2. how is the kidney function?
If eGFR < is 30 mL/min, most medications cannot be prescribed. Recently, canagliflozin (100 mg) can be passed to dialysis in the presence of macroalbuminuria even with an eGFR < 30 mL/min.
3. is heart failure present?
Sulfonylureas and DPP-4 inhibitors: no effect on reduction of mortality and cardiovascular events. In 75% of heart failure cases in type 2 diabetes: heart failure with preserved ejection fraction (HFPEF), with left ventricular ejection fraction at >40%. In 25%: Heart failure with reduced ejection fraction (HFREF). In heart failure, SGLT-2 inhibitors are the preferred class of agents. Glitazones (pioglitazone) should be avoided.
Based on these three initial questions, the best individual therapy can be selected for each patient. The key recommendations for general practitioners are summarized in the figure below.
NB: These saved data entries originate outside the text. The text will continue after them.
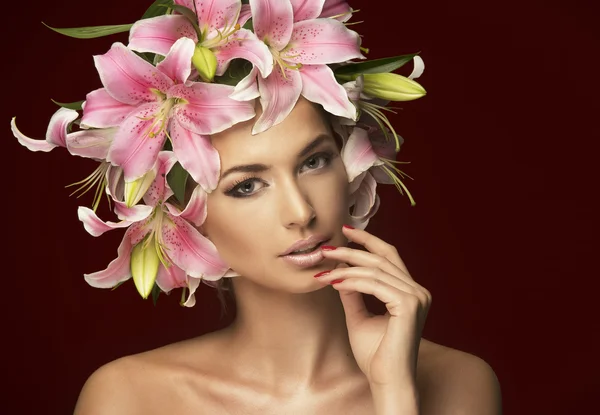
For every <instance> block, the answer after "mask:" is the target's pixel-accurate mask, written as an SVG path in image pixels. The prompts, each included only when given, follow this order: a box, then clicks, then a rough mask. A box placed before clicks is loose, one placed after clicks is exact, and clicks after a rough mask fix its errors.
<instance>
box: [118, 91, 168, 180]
mask: <svg viewBox="0 0 600 415" xmlns="http://www.w3.org/2000/svg"><path fill="white" fill-rule="evenodd" d="M159 108H160V104H159V103H155V102H151V103H148V104H143V105H141V106H140V107H138V108H137V110H136V111H134V112H132V113H131V114H130V115H129V117H127V119H126V120H125V122H123V125H122V126H121V128H119V131H117V134H115V138H114V140H113V144H112V146H111V147H110V149H109V151H108V158H107V161H110V162H111V163H113V164H114V165H117V166H121V167H122V168H123V172H124V173H125V181H128V182H129V181H133V180H135V179H138V178H140V177H142V176H143V175H144V174H146V172H147V171H148V170H150V169H151V168H152V166H153V165H154V162H155V161H156V158H157V157H158V153H159V152H160V150H161V149H162V146H163V143H164V141H165V129H164V128H160V125H156V124H157V123H156V122H155V119H154V118H155V114H156V113H157V112H158V110H159ZM158 124H160V123H158ZM153 134H155V136H152V135H153Z"/></svg>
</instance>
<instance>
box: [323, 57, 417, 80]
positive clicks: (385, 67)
mask: <svg viewBox="0 0 600 415" xmlns="http://www.w3.org/2000/svg"><path fill="white" fill-rule="evenodd" d="M417 55H418V53H411V54H408V55H400V56H393V57H391V58H382V59H375V60H371V61H366V62H359V63H350V64H348V65H343V66H340V67H339V68H337V69H335V71H334V73H335V75H336V76H337V77H340V78H342V79H347V80H350V79H351V78H349V77H351V76H353V75H360V74H364V73H384V72H392V71H395V70H396V69H398V68H400V67H401V66H403V65H404V64H405V63H407V62H410V61H411V60H412V59H413V58H414V57H415V56H417Z"/></svg>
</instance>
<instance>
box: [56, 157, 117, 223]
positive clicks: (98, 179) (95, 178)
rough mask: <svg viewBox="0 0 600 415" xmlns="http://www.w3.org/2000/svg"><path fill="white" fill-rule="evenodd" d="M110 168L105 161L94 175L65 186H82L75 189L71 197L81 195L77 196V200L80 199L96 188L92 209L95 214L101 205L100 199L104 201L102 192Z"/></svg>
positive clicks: (106, 182) (92, 173) (100, 166)
mask: <svg viewBox="0 0 600 415" xmlns="http://www.w3.org/2000/svg"><path fill="white" fill-rule="evenodd" d="M109 167H110V163H109V162H106V161H103V162H101V163H100V165H99V166H98V167H96V169H95V170H94V171H93V172H92V174H90V175H89V176H88V177H86V178H85V179H83V180H80V181H78V182H75V183H71V184H69V185H67V186H65V187H71V186H76V185H79V184H80V185H81V186H79V187H78V188H77V189H75V191H73V192H72V193H71V194H70V195H69V196H73V195H74V194H76V193H79V194H78V195H77V198H80V197H81V196H83V195H84V194H86V193H87V192H88V191H89V190H90V189H91V188H93V187H94V186H95V187H96V190H95V192H94V199H93V202H92V209H93V210H94V212H95V211H96V210H97V209H98V205H99V204H100V199H102V191H103V190H104V189H105V188H106V184H107V180H106V172H107V171H108V168H109Z"/></svg>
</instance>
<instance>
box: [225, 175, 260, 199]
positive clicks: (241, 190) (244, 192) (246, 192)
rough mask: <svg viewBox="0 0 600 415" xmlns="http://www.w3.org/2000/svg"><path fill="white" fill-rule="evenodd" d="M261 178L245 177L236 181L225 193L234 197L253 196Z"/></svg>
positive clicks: (254, 177) (243, 196)
mask: <svg viewBox="0 0 600 415" xmlns="http://www.w3.org/2000/svg"><path fill="white" fill-rule="evenodd" d="M260 181H261V180H260V179H258V178H257V177H251V178H243V179H242V180H240V181H238V182H236V183H234V185H233V186H232V187H231V188H230V189H229V190H227V191H226V192H225V194H227V195H229V196H233V197H248V196H252V195H253V194H254V193H255V192H256V191H257V190H260V188H259V189H256V184H257V183H258V182H260Z"/></svg>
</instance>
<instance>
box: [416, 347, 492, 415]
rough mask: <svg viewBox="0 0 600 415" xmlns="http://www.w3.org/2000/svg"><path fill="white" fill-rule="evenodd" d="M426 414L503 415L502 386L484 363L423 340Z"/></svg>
mask: <svg viewBox="0 0 600 415" xmlns="http://www.w3.org/2000/svg"><path fill="white" fill-rule="evenodd" d="M419 364H420V371H419V375H418V376H419V377H420V378H419V389H420V392H421V410H422V413H423V414H436V415H438V414H439V415H445V414H448V415H450V414H464V415H471V414H473V415H475V414H476V415H500V414H501V413H502V398H501V393H500V383H499V382H498V378H497V377H496V374H495V373H494V370H493V369H492V367H491V366H490V365H489V364H488V363H487V362H485V361H484V360H483V359H481V358H479V357H477V356H475V355H472V354H469V353H465V352H462V351H460V350H456V349H452V348H450V347H446V346H442V345H439V344H436V343H433V342H430V341H428V340H425V339H424V340H423V341H422V343H421V349H420V351H419Z"/></svg>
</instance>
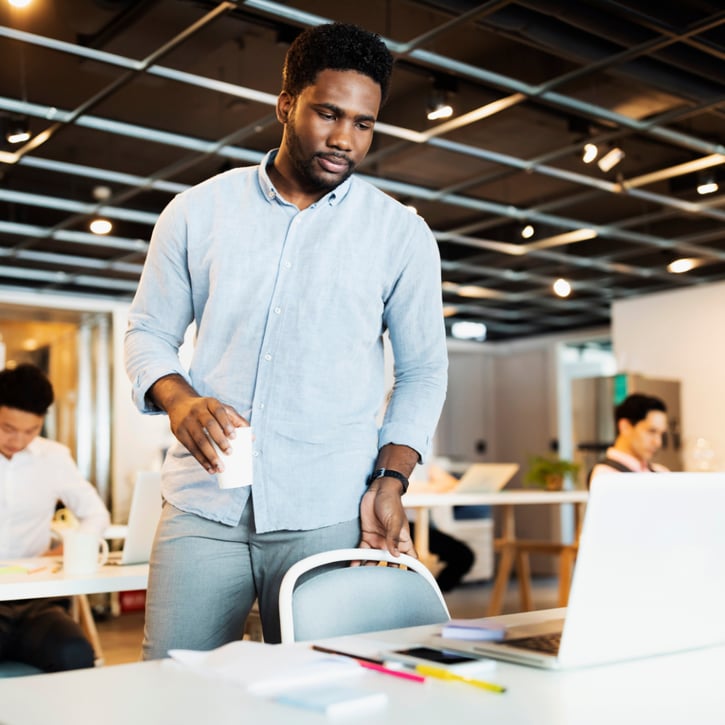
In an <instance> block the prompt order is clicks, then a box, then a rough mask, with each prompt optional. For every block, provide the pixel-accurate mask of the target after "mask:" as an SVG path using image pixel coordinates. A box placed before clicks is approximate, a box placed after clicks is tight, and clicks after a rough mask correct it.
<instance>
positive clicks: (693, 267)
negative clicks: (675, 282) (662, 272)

The detailed instructions can be found in the SGED recommendations:
Notes on antidiabetic medication and cardiorenal prevention.
– The newer basal insulins (e.g., insulin degludec (26) and insulin glargine U300(27)), have a lower incidence of hypoglycemia compared with first-generation analogs as well as NPH insulin, especially at night. |
Summary of the SGED recommendations
1. is insulin needed? HbA1c level high (>10%), clinical symptoms of insulin deficiency (weight loss, polyuria and polydipsia) and no metabolic syndrome, visceral obesity and typical dyslipidemia, administration of insulin is never wrong. After the metabolic situation has normalized, a decision can be made about further administration of insulin. Rarely, type 1 diabetes or chronic pancreatitis may be present. |
Take-Home-Message
- Among persons with diabetes mellitus in Switzerland, about half suffer from coronary heart disease and an estimated 25% from heart failure. The vast majority of diabetes patients are in a high or very high ESC risk category.
- At the beginning of diabetes therapy, a possible insulin requirement, kidney function and possible heart failure should be clarified.
- Control of HbA1c is an essential therapeutic goal.
- For high or very high cardiovascular risk, SGLT-2 inhibitors plus metformin or GLP-1 RA plus metformin are recommended in the first line. Both classes reduce cardiovascular events and nephropathy progression. Empagliflozin and liraglutide are associated with a significant reduction in mortality. Given the additive effects of SGLT-2 inhibitors plus GLP-1-RA, SGED recommends the combination of both drug classes.
- In heart failure, SGLT-2 inhibitors (in combination with and metformin) are the preferred class of agents. Glitazones should be avoided.